Neurocognitive screening instruments usually require printed sheets and additional accessories, and can be unsuitable for low-threshold use during ward rounds or emergency workup, especially in patients with motor impairments. Here, we test the utility of a newly developed neuropsychology pocketcard set for point-of-care testing. For aphasia and neglect assessment, modified versions of the Language Screening Test and the Bells Test were validated on 63 and 60 acute stroke unit patients, respectively, against expert clinical evaluation and the original pen-and-paper Bells Test. The pocketcard aphasia test achieved an excellent area under the curve (AUC) of 0.94 (95% CI: 0.88−1, p < 0.001). Using an optimal cut-off of ≥2 mistakes, sensitivity was 91% and specificity was 81%. The pocketcard Bells Task, measured against the clinical neglect diagnosis, achieved higher sensitivity (89%) and specificity (88%) than the original paper-based instrument (78% and 75%, respectively). Separately, executive function tests (modified versions of the Trail Making Test [TMT] A and B, custom Stroop color naming task, vigilance ‘A’ Montreal Cognitive Assessment item) were validated on 44 inpatients with epilepsy against the EpiTrack® test battery. Pocketcard TMT performance was significantly correlated with the original EpiTrack® versions (A: r = 0.64, p < 0.001; B: r = 0.75, p < 0.001). AUCs for the custom Stroop task, TMT A and TMT B for discriminating between normal and pathological EpiTrack® scores were acceptable, excellent and outstanding, respectively. Quick point-of-care testing using a pocketcard set is feasible and yields diagnostically valid information.

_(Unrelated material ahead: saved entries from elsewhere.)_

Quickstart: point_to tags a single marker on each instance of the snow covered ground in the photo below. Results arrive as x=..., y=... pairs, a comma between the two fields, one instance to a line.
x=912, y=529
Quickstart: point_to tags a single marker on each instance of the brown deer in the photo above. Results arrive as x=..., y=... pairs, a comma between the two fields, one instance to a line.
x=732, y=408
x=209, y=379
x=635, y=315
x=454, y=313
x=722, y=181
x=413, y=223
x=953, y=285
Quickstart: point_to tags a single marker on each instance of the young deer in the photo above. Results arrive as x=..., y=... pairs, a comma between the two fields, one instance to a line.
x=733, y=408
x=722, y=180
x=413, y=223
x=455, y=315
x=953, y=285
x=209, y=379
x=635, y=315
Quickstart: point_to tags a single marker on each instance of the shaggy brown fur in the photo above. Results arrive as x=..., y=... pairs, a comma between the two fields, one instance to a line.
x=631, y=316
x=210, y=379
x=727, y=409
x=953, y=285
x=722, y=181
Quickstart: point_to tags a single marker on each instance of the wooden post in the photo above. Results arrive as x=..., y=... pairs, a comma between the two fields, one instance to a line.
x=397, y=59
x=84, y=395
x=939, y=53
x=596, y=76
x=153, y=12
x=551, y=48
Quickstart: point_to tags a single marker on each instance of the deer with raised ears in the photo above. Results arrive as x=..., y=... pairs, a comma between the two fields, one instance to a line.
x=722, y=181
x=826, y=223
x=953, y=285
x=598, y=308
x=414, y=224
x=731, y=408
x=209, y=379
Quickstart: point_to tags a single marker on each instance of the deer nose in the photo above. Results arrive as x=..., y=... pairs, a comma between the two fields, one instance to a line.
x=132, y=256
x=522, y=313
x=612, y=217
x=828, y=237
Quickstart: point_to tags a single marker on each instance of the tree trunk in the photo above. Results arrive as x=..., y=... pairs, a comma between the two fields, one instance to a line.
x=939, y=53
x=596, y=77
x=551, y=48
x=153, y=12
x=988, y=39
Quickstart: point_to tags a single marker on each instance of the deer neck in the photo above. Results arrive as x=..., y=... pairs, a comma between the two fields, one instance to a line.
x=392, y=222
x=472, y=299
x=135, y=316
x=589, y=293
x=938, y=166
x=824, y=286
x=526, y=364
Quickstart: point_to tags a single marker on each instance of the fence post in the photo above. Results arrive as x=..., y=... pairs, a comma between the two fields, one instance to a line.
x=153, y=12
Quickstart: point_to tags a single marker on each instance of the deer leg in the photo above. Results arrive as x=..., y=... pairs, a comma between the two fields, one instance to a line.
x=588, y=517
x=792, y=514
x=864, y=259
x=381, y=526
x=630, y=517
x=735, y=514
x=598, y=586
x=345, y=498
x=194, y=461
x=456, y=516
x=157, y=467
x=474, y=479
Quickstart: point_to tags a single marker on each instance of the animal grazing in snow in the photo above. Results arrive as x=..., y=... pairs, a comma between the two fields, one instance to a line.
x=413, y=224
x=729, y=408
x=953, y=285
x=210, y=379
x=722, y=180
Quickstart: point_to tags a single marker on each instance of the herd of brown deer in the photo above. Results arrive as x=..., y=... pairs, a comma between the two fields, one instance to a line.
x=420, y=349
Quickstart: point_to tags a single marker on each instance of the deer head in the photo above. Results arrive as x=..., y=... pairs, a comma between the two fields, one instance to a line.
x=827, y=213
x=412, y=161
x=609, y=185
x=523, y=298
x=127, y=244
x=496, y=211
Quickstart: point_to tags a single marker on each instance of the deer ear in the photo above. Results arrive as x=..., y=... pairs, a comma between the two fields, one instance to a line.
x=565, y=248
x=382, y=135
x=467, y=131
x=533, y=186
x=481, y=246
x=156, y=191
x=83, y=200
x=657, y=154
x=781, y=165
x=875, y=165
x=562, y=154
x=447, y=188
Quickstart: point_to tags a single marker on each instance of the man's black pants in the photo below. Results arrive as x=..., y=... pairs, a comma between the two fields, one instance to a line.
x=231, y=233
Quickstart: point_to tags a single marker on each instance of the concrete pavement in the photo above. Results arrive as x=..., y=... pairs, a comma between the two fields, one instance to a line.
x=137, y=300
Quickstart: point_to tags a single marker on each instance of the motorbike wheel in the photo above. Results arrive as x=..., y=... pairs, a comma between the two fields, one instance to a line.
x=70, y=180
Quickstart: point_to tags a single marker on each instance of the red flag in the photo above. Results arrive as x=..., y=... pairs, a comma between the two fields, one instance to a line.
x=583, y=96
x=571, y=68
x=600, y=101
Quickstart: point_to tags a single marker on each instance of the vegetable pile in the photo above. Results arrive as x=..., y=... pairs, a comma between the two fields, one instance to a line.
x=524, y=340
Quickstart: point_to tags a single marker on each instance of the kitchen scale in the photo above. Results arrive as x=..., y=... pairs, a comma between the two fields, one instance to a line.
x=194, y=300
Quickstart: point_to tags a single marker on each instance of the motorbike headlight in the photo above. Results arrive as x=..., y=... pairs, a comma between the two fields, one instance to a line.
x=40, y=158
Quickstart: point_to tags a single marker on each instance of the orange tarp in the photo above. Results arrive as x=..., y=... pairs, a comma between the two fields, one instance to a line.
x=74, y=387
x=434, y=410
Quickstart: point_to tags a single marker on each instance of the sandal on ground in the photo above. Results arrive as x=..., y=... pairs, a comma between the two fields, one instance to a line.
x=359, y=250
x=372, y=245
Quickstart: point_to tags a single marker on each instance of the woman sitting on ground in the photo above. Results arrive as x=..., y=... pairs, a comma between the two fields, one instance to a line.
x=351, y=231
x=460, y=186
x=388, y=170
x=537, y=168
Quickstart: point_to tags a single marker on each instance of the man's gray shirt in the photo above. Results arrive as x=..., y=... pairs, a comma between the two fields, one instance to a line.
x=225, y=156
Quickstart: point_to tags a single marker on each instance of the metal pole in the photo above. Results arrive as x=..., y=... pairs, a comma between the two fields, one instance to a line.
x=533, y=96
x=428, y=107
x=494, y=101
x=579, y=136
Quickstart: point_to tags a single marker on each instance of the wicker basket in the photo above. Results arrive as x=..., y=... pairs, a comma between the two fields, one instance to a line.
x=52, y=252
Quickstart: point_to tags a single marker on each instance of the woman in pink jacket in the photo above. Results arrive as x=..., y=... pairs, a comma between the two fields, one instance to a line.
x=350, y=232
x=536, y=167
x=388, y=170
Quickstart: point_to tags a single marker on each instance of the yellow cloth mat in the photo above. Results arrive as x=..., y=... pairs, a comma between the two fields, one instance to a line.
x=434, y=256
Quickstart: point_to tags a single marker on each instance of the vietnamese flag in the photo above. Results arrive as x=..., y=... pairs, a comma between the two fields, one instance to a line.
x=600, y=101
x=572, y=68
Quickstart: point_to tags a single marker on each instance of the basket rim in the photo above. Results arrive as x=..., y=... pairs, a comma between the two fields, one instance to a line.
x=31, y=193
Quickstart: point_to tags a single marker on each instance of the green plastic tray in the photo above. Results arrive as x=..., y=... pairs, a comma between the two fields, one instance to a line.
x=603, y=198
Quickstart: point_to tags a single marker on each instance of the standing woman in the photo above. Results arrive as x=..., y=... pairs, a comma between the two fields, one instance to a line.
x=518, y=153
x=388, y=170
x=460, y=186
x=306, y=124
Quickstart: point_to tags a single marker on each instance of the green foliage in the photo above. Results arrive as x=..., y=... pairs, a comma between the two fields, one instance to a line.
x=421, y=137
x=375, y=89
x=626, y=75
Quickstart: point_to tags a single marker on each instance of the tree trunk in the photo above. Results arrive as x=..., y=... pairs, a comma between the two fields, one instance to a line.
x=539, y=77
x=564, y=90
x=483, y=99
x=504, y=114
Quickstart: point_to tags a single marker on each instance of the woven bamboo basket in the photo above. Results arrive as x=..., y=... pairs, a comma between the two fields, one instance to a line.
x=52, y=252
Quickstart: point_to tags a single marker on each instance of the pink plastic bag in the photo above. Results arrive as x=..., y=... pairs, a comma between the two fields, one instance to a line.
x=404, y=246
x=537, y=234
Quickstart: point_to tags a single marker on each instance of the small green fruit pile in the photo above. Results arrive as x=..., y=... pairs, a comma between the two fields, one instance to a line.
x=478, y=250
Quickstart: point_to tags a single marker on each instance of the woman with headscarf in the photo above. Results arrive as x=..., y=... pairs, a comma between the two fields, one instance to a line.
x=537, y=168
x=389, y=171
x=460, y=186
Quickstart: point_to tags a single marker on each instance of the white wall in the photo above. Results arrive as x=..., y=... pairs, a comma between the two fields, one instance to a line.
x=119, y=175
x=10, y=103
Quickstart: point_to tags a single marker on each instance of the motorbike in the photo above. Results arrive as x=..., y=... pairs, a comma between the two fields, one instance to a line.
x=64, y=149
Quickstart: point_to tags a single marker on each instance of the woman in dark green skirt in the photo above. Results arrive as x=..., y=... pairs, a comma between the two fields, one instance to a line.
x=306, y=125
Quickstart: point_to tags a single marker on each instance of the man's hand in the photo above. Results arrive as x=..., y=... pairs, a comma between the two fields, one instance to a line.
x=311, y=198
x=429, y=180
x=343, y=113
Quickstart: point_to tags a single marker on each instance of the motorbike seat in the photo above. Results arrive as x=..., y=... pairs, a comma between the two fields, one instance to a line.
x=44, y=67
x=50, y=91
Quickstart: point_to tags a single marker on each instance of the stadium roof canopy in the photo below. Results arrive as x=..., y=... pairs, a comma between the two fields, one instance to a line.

神经认知筛查工具通常需要打印纸张和额外的配件,可能不适用于在查房或急诊检查时进行低门槛使用,尤其是对于有运动障碍的患者。在此,我们测试一种新开发的神经心理学袖珍卡片集用于床旁检测的效用。对于失语症和忽视症评估,分别在63例和60例急性卒中单元患者中对语言筛查测试和钟形测试的改良版本进行了验证,对照专家临床评估和原始纸笔钟形测试。袖珍卡片失语症测试的曲线下面积(AUC)为0.94,表现优异(95%置信区间:0.88 - 1,p < 0.001)。使用≥2个错误的最佳截断值时,敏感性为91%,特异性为81%。与临床忽视诊断相对照,袖珍卡片钟形任务的敏感性(89%)和特异性(88%)高于原始纸质工具(分别为78%和75%)。另外,在44例癫痫住院患者中对照EpiTrack®测试组合对执行功能测试(改良版连线测验[TMT]A和B、定制的斯特鲁普颜色命名任务、警觉性“a”蒙特利尔认知评估项目)进行了验证。袖珍卡片TMT的表现与原始EpiTrack®版本显著相关(A:r = 0.64,p < 0.001;B:r = 0.75,p < 0.001)。用于区分正常和病理性EpiTrack®分数的定制斯特鲁普任务、TMT A和TMT B的AUC分别为可接受、优异和出色。使用袖珍卡片集进行快速床旁检测是可行的,并能产生诊断有效的信息。